In my easy calculus puzzle, I've submitted $\dfrac{1}{\sin(x)cos(x)}$ (in another form) and I pointed out how by letting 1 = $sin^2x + cos^2x$ would lead to a solution. The formula can be rewritten as 1 = $(1 -cox^2x) + cos^2x$ for the numerator of the first fraction which of course leads to the same answer.

That method I refer to as the addition-subtraction method or ASM for short (which is applied to the numerators of fractions). This is a method that should be taught in calculus classes and demonstrated in texts, but unfortunately isn't. It's a powerful method for simplifying fractions and I'll now give you another example in the form of an easy puzzle.

Using ASM, transform $\dfrac{1}{x(1 + x^2)}$ into two fractions and then go on to integrate those two fractions.

2. Originally Posted by wonderboy1953
In my easy calculus puzzle, I've submitted $\dfrac{1}{\sin(x)cos(x)}$ (in another form) and I pointed out how by letting 1 = $sin^2x + cos^2x$ would lead to a solution. The formula can be rewritten as 1 = $(1 -cox^2x) + cos^2x$ for the numerator of the first fraction which of course leads to the same answer.

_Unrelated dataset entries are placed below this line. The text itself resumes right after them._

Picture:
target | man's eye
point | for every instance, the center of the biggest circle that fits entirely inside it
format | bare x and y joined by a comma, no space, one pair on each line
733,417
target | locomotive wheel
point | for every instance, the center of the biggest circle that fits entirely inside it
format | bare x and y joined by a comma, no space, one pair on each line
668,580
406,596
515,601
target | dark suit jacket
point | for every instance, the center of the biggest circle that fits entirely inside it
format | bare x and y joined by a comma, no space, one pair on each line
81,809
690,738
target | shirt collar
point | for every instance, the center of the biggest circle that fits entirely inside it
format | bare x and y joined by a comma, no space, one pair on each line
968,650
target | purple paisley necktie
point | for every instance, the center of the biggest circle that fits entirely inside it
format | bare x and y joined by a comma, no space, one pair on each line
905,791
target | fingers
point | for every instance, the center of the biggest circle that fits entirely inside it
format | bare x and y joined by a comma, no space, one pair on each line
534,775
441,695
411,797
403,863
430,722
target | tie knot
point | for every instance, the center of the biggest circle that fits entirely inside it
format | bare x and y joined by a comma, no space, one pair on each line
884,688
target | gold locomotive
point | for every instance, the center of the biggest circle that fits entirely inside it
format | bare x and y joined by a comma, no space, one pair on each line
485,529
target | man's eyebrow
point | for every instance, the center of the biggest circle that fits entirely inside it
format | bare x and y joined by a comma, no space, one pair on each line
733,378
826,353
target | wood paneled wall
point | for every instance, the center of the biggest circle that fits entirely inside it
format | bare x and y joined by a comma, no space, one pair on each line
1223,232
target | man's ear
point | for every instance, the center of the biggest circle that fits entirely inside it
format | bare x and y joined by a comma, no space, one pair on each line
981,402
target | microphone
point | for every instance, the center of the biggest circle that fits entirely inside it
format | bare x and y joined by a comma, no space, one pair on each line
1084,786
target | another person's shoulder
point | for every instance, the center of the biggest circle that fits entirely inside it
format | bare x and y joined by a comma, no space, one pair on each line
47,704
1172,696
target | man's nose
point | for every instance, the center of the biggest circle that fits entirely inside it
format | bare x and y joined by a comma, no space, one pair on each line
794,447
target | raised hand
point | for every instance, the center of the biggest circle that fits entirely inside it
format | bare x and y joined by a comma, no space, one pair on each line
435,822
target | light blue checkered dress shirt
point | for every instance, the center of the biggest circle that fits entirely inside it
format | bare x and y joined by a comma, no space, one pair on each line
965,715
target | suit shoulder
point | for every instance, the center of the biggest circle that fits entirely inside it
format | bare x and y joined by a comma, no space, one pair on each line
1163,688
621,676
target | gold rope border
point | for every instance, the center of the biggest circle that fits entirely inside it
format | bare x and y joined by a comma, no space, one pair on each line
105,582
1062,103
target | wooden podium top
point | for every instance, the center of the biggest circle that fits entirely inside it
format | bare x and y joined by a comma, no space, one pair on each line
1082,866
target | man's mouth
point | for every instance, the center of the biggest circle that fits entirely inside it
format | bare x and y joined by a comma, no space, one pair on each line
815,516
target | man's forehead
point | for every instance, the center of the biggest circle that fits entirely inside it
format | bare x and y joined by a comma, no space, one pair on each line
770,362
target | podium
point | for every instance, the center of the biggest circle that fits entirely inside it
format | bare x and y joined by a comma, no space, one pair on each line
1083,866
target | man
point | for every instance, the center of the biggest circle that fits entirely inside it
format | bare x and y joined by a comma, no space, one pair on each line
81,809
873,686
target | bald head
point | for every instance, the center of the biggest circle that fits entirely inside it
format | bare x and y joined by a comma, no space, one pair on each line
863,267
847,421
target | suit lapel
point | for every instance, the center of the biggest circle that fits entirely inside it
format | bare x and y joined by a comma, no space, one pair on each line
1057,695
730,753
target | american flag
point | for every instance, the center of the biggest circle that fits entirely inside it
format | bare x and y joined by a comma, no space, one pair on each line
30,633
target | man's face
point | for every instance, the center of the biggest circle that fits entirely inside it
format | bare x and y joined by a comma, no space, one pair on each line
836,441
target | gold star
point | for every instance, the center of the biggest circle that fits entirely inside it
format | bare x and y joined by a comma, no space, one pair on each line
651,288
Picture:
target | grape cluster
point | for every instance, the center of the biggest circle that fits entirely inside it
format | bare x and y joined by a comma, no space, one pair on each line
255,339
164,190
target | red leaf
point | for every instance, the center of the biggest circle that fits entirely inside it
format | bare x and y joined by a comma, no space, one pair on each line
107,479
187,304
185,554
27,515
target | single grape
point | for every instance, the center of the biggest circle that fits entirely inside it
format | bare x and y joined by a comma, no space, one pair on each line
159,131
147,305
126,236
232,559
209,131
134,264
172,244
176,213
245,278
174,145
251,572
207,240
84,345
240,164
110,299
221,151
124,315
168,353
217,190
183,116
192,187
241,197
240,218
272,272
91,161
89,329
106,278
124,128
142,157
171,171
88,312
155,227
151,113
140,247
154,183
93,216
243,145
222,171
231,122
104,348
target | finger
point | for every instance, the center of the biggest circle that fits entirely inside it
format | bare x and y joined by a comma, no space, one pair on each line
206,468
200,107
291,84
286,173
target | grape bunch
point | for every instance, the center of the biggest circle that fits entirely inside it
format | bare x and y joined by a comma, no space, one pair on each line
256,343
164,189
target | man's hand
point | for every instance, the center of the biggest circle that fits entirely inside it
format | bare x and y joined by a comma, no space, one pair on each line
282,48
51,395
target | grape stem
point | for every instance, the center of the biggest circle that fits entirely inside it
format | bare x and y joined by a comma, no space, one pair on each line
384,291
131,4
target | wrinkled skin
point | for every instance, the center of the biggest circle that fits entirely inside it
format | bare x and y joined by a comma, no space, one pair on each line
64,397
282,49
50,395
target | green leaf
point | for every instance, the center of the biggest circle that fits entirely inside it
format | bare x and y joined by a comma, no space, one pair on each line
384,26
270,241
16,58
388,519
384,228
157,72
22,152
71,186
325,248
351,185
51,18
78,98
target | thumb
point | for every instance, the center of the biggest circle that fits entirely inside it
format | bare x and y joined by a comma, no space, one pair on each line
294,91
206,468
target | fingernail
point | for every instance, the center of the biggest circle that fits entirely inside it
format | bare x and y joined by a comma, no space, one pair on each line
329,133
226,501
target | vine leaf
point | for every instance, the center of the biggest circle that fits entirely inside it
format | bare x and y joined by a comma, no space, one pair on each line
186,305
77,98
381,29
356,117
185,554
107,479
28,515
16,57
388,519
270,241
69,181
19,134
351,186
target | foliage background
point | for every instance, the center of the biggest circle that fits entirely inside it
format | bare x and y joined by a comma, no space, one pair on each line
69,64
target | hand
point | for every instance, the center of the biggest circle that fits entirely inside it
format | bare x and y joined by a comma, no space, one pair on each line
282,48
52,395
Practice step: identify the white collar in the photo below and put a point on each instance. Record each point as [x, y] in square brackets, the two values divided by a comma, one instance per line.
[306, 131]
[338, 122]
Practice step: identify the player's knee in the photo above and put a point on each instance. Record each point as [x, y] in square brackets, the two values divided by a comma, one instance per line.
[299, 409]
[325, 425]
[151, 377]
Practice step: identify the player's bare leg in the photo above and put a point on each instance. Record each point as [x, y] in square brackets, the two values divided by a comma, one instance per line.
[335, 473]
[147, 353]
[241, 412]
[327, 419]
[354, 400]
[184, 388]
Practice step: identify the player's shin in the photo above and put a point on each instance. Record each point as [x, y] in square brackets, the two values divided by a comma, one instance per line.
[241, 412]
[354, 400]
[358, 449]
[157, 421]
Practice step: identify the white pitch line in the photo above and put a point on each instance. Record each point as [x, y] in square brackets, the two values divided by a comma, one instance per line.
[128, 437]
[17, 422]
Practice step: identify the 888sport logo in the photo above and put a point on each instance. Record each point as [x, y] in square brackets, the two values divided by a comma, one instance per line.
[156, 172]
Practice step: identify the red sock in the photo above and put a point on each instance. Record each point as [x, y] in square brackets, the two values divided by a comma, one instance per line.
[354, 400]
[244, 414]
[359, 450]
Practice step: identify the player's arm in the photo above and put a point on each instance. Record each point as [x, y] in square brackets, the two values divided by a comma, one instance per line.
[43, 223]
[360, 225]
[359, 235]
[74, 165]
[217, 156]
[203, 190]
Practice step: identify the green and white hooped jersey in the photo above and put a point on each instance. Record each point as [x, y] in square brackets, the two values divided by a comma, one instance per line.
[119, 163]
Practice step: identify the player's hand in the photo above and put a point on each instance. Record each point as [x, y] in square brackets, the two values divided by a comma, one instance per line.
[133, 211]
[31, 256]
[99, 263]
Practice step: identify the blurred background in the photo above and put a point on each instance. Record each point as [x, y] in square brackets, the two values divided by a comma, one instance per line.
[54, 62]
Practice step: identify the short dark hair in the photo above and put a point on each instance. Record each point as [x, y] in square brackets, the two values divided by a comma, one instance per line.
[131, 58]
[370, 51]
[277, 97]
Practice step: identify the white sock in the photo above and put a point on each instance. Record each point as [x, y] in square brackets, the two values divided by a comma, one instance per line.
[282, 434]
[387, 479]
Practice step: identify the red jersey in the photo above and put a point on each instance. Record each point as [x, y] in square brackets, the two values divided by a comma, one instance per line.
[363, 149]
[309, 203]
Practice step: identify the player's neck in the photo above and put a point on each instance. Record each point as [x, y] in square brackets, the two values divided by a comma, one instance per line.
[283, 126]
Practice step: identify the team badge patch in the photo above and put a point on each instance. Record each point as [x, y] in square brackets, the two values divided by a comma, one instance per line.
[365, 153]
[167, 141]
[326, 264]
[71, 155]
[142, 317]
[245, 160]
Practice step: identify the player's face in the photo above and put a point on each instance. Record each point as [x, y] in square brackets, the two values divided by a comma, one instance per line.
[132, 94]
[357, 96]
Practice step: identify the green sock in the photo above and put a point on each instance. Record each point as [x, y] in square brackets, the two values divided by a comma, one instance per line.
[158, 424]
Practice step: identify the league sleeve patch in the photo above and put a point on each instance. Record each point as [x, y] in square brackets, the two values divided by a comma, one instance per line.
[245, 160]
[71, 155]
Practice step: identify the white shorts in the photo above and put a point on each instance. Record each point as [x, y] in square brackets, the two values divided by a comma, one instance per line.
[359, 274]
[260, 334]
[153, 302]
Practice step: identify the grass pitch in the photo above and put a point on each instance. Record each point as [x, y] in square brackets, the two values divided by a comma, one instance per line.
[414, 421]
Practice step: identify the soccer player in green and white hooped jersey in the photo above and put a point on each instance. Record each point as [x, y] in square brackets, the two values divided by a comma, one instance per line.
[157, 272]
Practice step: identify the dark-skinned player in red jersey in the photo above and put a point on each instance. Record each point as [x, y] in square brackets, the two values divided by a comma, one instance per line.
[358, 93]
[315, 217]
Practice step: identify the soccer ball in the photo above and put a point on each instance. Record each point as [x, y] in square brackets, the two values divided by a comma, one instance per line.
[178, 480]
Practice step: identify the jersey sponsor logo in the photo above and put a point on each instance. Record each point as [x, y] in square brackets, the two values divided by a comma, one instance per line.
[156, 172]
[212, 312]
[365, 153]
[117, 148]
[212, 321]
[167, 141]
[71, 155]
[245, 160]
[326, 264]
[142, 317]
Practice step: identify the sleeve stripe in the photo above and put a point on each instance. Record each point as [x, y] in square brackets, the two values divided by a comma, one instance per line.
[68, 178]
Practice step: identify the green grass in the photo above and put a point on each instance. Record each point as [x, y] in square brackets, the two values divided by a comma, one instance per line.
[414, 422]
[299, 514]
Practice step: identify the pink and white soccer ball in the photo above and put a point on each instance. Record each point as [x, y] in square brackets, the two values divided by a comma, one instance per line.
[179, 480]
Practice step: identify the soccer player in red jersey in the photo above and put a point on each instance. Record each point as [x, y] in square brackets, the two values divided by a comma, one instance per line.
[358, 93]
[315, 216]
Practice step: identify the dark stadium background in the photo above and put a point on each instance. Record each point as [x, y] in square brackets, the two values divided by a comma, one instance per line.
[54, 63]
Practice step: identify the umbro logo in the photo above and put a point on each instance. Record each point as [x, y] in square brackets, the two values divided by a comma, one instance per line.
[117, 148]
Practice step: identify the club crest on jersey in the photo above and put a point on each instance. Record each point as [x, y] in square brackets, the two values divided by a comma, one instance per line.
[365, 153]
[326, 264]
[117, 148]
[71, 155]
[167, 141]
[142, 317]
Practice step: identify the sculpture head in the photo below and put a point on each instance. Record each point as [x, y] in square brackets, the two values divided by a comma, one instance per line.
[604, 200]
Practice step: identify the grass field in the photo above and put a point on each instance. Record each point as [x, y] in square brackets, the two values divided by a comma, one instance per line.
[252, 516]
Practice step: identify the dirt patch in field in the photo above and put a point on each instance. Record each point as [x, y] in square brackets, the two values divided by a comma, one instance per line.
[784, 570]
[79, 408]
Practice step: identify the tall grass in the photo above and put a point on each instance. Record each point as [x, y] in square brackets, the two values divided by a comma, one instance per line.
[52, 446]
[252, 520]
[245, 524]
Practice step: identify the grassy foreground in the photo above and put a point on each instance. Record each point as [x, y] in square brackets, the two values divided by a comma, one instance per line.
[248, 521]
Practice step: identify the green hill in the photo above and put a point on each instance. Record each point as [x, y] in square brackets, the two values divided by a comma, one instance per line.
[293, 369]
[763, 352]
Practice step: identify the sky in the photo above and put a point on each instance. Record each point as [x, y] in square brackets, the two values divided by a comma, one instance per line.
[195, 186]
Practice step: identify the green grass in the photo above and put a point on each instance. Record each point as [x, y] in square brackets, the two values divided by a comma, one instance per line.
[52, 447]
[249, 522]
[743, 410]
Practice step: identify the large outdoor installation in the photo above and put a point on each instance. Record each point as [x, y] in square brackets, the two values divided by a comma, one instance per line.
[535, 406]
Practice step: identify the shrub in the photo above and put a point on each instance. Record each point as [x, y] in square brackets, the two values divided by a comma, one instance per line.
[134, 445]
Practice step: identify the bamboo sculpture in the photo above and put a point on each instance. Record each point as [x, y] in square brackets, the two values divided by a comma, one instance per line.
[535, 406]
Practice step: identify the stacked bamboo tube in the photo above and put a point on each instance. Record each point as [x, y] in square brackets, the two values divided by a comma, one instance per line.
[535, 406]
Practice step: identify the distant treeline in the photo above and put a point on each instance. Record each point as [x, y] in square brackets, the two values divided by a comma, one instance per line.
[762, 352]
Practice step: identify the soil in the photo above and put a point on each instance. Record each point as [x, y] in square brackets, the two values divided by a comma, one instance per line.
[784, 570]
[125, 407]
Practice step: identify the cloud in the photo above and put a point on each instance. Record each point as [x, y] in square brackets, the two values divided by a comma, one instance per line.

That method I refer to as the addition-subtraction method or ASM for short (which is applied to the numerators of fractions). This is a method that should be taught in calculus classes and demonstrated in texts, but unfortunately isn't. It's a powerful method for simplifying fractions and I'll now give you another example in the form of an easy puzzle.

Using ASM, transform $\dfrac{1}{x(1 + x^2)}$ into two fractions and then go on to integrate those two fractions.
$\displaystyle $\frac{1}{{x(1 + {x^2})}} = \frac{{(1 + {x^2}) - {x^2}}}{{x(1 + {x^2})}} = \frac{{1 + {x^2}}}{{x(1 + {x^2})}} - \frac{{{x^2}}}{{x(1 + {x^2})}} = \frac{1}{x} - \frac{x}{{1 + {x^2}}}$$

Hence
$\displaystyle $\int {\frac{{dx}}{{x(1 + {x^2})}}} = \int {(\frac{1}{x} - \frac{x}{{1 + {x^2}}}) \cdot dx} = \int {\frac{{dx}}{x}} - \int {\frac{{x \cdot dx}}{{1 + {x^2}}}} =$$
$\displaystyle $= \ln \left| x \right| - \frac{1}{2} \cdot \ln \left| {{x^2} + 1} \right| + C = \ln \left| {\frac{x}{{\sqrt {{x^2} + 1} }}} \right| + C$$

3. $\displaystyle \int{\frac{1}{\sin{x}\cos{x}}\,dx} = \int{\frac{\cos{x}}{\sin{x}\cos^2{x}}\,dx}$

$\displaystyle = \int{\frac{\cos{x}}{\sin{x}(1 - \sin^2{x})}\,dx}$

$\displaystyle = \int{\frac{\cos{x}}{\sin{x}(1 - \sin{x})(1 + \sin{x})}\,dx}$.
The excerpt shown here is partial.